From: Hal Finney (hal@rain.org)
Date: Fri Jan 16 1998 - 11:02:17 MST
Wei Dai writes:
> In an open universe, free energy is not an issue in the long run, because
> no information ever needs to be erased. If you run out of memory, simply
> wait until there is room to expand your memory store. If the memory store
> is designed correctly, its capacity would grow with volume, even if its
> mass is fixed. Thus the most important adaptation a civilization could
> make to survive and grow indefinitely in an open universe is to design and
> construct such a memory store. We still have quite a bit of time left
> until we need to start doing that in earnest.
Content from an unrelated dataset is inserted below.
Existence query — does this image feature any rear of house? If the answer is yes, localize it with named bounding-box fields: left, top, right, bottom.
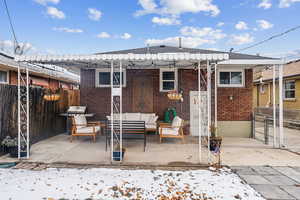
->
left=80, top=46, right=273, bottom=137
But in the mean time, any
> ideas?
I suppose that you could store information by the position of a particle
in a box, and then if you could make the box twice as big, you could
store an extra bit of information (not a perfect example, due to the
momentum uncertainty, but maybe there are nondemolition measurement
systems which would work better).
In The Physics of Immortality, Frank Tipler argues that open universes
impose limits on calculation. Unfortunately his argument is not technical.
Here is what he says, on page 139 (chapter 3, section "Experimental Tests
of the Omega Point Theory"):
"As I discussed in Chapter III, Freeman Dyson pointed out that, although
the energy is available in open and flat universes, the information
processing must be carried out over larger and larger proper volumes.
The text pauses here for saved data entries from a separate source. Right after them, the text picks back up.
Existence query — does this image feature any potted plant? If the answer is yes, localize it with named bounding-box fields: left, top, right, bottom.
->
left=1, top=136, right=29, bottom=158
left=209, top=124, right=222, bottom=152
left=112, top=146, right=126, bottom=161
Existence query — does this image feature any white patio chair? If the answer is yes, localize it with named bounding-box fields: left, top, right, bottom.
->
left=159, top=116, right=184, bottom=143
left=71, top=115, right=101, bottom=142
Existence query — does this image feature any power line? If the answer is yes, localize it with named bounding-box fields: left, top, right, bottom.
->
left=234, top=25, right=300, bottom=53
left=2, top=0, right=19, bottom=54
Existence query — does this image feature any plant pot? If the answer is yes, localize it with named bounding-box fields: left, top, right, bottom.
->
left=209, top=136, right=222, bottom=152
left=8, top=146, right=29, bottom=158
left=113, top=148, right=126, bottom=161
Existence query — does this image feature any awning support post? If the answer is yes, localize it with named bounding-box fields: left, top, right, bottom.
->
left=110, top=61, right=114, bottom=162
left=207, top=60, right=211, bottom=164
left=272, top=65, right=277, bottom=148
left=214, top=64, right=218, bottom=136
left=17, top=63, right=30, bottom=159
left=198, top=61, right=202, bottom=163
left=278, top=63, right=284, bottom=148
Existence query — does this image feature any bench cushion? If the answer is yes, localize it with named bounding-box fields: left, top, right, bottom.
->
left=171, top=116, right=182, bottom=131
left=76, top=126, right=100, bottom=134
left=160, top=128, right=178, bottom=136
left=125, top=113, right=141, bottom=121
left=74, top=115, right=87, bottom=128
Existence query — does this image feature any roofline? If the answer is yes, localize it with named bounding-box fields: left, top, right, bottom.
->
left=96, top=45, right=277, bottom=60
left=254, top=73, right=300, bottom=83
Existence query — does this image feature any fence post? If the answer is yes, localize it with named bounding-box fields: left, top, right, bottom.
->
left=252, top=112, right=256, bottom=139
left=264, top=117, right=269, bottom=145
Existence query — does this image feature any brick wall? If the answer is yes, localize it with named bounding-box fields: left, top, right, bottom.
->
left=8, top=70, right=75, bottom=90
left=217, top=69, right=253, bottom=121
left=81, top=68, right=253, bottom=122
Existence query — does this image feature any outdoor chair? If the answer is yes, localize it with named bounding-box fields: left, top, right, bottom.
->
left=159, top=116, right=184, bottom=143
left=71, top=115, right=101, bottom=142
This fact ultimately makes impossible any communication between opposite
sides of the 'living' region in a flat universe, because the redshift
implies that arbitrarily large amounts of energy must be used to signal,
and Dyson showed that only a finite amount of energy is availble.
On the other hand, open universes expand so fast in the far future that
it becomes impossible for structures to form of sufficiently larger and
larger size to store a diverging amount of information."
Most of Tipler's book is devoted to exploring how things would go in a
closed universe, and he doesn't go into much detail about exactly what the
problems are in an open universe. He doesn't refer to any technical
references to buttress the argument above, and it doesn't seem to be
mentioned in the "appendix for scientists".
I don't completely follow what Tipler's point is about redshifts.
I don't think he is saying that signalling involves a loss of energy,
since the photon used to signal can be recaptured, and although it will
be redshifted, the universe has cooled by the same factor so the photon's
energy upon recapture should be just as useful as the energy which was
used to create it.
He may be saying that at some point there won't be enough energy in
the whole universe to create a single photon of enough energy to signal
from one side of the computer to the other. Apparently there is only a
finite amount of energy in the (accessible?) universe. But I'm not sure
that there is a threshold energy which would be necessary to create the
signalling photon; perhaps photons can have arbitrarily small energies,
as long as they are hotter than the background.